There are contrasting views on whether D-aspartic acid really boost testosterone. First, let’s go through studies that proved that taking a D-aspartic acid (DAA) supplement can cause a boost in testosterone levels.
- A 2009 study observed the effect of DAA in both human beings and rats. In the case of males, 23 of them were given DAA supplements for 12 days and there was another group of 20 men who took a placebo. In the case of rats, 10 of them were given either DAA supplements or a placebo for the same duration. At the end of the study, the researchers came across the finding that among both human beings and rats, the subjects who were given DAA supplements were found to have increased synthesis and release of testosterone.
- In another study, males who suffered from impaired sperm production were given D-aspartic acid for 90 days. When the results were released it was found that there was an increase in sperm count by two times i.e. a significant jump from 8.2 million sperm per ml to 16.5 million sperm per ml.
Now let’s take a look at a study that found that D-aspartic acid does not lead to an increase in testosterone levels.
- A 2017 study did a comparison between a group of 11 male athletes who were given D-aspartic acid (DAA) supplements and another batch of 11 who were not given the supplement. Both these groups went through 3-month long resistance training. When the results of the study were out, it was found that the group that was given DAA supplements did not benefit from any major increase in testosterone levels or strength.
DAA And Fertility
Though there is only limited evidence available, DAA was found to be effective among males who experienced infertility. A study conducted among 60 men revealed that consuming D-aspartic acid supplements for three months resulted in a significant increase in the number of sperms produced.

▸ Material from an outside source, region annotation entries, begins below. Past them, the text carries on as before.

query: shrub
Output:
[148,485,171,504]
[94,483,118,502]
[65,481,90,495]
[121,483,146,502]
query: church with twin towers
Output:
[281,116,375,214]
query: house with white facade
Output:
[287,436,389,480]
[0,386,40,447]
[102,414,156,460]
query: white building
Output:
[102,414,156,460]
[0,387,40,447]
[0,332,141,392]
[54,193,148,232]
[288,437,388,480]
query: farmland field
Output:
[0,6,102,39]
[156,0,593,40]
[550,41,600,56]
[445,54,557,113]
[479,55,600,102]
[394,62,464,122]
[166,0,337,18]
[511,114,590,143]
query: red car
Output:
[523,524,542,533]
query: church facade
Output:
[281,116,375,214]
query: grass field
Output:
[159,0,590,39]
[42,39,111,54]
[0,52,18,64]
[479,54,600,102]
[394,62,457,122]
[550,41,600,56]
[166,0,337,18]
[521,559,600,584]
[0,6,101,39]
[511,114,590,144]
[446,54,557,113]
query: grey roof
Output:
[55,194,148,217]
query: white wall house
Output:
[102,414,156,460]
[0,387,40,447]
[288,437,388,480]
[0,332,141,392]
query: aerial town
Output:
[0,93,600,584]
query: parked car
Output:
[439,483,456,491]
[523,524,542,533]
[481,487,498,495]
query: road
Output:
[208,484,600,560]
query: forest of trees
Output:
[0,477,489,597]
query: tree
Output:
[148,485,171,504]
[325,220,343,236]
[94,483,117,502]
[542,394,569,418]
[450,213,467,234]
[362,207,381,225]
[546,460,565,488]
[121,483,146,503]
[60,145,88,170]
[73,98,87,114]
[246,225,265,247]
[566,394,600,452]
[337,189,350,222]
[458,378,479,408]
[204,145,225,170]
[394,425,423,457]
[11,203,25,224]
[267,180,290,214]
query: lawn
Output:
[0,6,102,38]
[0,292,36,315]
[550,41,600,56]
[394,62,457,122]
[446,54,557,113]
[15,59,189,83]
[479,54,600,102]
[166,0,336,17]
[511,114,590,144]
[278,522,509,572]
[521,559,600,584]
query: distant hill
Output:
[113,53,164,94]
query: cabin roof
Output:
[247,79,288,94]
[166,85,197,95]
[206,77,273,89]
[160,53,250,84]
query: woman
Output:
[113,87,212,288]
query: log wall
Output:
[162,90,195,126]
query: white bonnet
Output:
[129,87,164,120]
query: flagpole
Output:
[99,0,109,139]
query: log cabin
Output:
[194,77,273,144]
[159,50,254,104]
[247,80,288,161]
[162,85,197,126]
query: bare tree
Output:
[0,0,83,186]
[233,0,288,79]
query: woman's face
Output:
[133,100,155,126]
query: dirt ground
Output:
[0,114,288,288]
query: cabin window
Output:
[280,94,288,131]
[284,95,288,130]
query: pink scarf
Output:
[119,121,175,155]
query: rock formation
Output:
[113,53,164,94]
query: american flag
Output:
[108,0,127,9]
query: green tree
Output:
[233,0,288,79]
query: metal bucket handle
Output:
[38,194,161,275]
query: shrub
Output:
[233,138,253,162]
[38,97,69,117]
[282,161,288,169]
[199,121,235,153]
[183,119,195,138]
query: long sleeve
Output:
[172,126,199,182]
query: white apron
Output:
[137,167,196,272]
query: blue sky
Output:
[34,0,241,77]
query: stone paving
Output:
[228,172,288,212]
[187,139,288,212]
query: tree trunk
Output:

Foods That Contain D-Aspartic Acid
Do you know that certain foods that we consume in daily life contain D-aspartic acid? Some of them are beef with 2,809 milligrams per 3 ounces, hard-boiled egg containing 632 milligrams, chicken breast with 2,563 milligrams per 3 ounces, and oysters with 775 milligrams per 3 ounces.
Things To Keep In Mind
- Not many studies have been conducted regarding the safety of DAA. Also, note that it is yet to be determined whether it is safe to consume DAA along with other supplements or medication.
- Speak to your doctor before taking a DAA supplement, especially if you are taking other drugs.
- As in the case of any other drug, there are chances that you may have an allergic reaction to DAA. It can even happen that allergic reactions can turn out to be life-threatening.
- Researchers are still not certain about the long-term effects of consuming DAA. Thus, ambiguity still prevails about the prolonged use of the drug.
Hope the article offers valuable insights into whether D-aspartic acid really boost testosterone levels. As discussed in the earlier section, it is always better to consult with your medical practitioner before you start taking a D-aspartic acid supplement.